FBPO: Speaking of accompanying singers, I interviewed John Clayton at the International Society of Bassists convention recently and I asked him about his experience playing with Paul McCartney with his Kisses on the Bottom project. I know you were also heavily involved in that project. I mean Ray Brown, yeah, that’s cool, but… Paul McCartney.

RH: [Big Laugh!] Paul was so ridiculously cool. There are people that can be jerks. And some people are jerks. Paul does everything to make you comfortable. I learned so much from him and his transformation from super-mega pop star to essentially like a jazz singer. It was great seeing this process. I remember the first day we started recording, he was singing everything in a Billie Holiday voice.

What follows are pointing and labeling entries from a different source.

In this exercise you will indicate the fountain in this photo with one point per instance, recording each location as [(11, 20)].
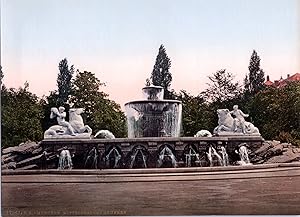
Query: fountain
[(154, 126), (65, 160), (153, 116), (243, 153), (225, 159)]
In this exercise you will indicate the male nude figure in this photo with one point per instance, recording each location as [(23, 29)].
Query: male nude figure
[(239, 115), (61, 115)]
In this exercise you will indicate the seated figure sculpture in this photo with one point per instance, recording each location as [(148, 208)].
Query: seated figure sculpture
[(74, 128), (229, 125)]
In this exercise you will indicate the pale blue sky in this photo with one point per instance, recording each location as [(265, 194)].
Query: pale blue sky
[(119, 40)]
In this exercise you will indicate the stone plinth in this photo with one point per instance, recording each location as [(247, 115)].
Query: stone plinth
[(145, 151)]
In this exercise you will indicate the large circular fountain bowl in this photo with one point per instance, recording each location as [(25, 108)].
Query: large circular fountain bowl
[(153, 118)]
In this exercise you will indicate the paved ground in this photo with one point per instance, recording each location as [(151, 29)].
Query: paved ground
[(194, 191)]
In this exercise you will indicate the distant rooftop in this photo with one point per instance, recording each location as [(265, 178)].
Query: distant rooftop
[(282, 82)]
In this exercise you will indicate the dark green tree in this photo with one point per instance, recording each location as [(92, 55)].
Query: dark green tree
[(196, 114), (100, 112), (254, 81), (276, 112), (21, 117), (161, 75), (222, 87), (1, 75), (64, 81)]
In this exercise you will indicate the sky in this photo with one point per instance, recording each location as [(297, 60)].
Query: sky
[(118, 40)]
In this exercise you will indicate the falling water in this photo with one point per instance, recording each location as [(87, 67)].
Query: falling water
[(133, 157), (115, 154), (166, 152), (65, 160), (92, 158), (212, 152), (225, 160), (188, 157), (243, 152)]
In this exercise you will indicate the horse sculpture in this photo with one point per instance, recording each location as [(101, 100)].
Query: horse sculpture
[(76, 122), (227, 124)]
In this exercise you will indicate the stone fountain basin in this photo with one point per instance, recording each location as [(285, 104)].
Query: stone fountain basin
[(153, 145), (153, 118), (258, 189)]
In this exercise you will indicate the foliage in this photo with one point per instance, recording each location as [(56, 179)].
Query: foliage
[(276, 111), (64, 81), (254, 81), (21, 116), (196, 114), (161, 75), (1, 75), (222, 87), (100, 112)]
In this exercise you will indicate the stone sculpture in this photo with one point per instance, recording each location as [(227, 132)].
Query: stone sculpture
[(104, 134), (233, 123), (74, 128), (203, 133)]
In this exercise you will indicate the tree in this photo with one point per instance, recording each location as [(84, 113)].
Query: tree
[(64, 81), (1, 75), (254, 81), (161, 75), (100, 112), (196, 114), (21, 116), (222, 88)]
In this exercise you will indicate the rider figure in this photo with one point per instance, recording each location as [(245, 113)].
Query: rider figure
[(239, 116), (61, 115)]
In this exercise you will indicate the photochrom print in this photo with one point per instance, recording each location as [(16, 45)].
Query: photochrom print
[(150, 107)]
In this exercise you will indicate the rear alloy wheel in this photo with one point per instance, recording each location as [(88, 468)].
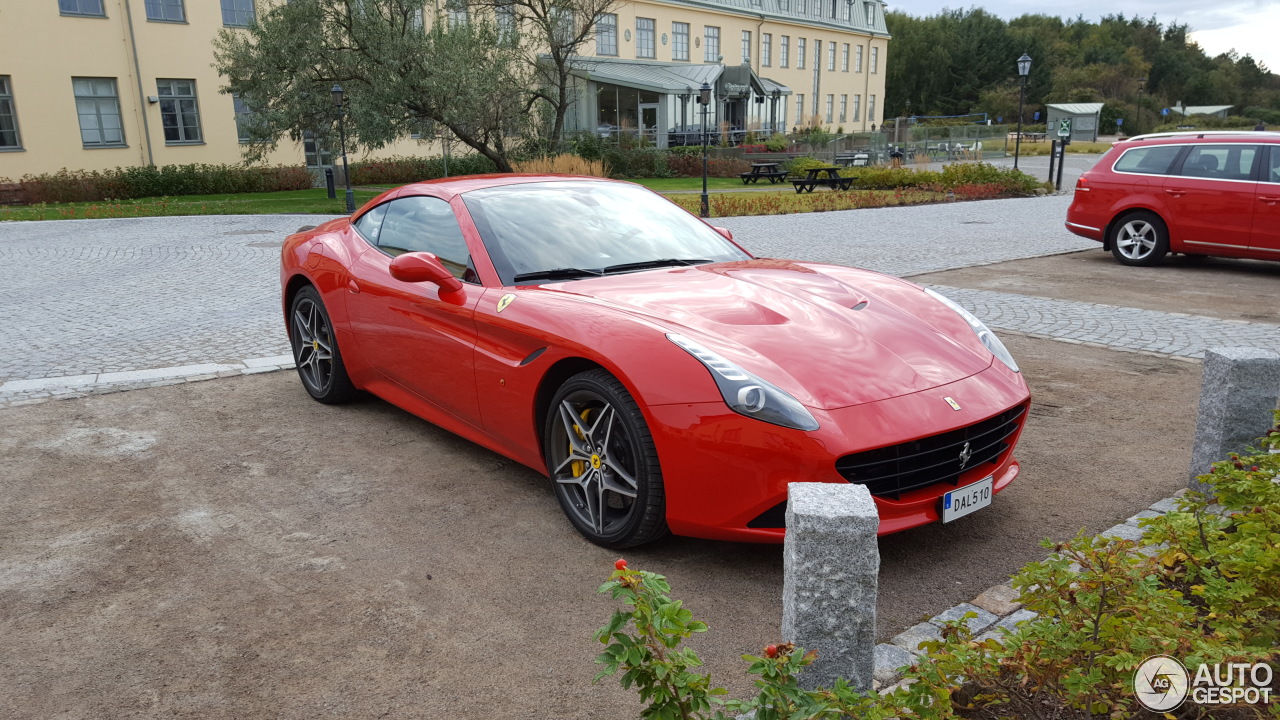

FBPO: That must have been interesting.

RH: It was really interesting because he really knew about Billie Holiday. You could see at first it was really funny, but then he started really capturing the phrasing. Then he started doing it in his own voice. Seeing him go through that process was really, really cool. He was just a ball to work with, super easy, just one or two takes.

FBPO: Your latest recording is Bob: A Palindrome. Love the title. I understand that was actually recorded quite a while ago.

RH: It was.

FBPO: But it was just released recently.

RH: It was released this year. We recorded it one month after 9/11 and we did it in Brooklyn. As you can imagine, New York was just a mess. It was crazy, logistically. It’s on my own label, so it was very expensive dealing with that whole thing. In the meantime, I went on the road with Charles Lloyd and Pharoah Sanders. Then I started with Diana Krall and she’s just so crazy busy. I didn’t just want to release it while I was on the road with someone else. I actually did two other records in the meantime. I play with a lot of trios and quartets, so I did some of that music, unrehearsed. And I did kind of an electronic project, too. So things didn’t always fall exactly in order. Everything’s not always A-B-C-D-E-F-G.

FBPO: What about the future? What lies ahead for Bob Hurst?

RH: More touring. My work at the University of Michigan keeps me pretty busy, too. I’ve also been working on a project with Marcus Belgrave, a duo project, so I’ve got more writing to do.

FBPO: Trumpet and bass?

RH: Trumpet and bass and we have some guest drummers and percussionists. We already recorded some stuff with a tabla player from India.

FBPO: What would you be if you were not a bass player?

RH: I would either be the oldest player in the NBA or a chef. That’s the only thing I think I can make money at. I don’t think I could make money in the NBA!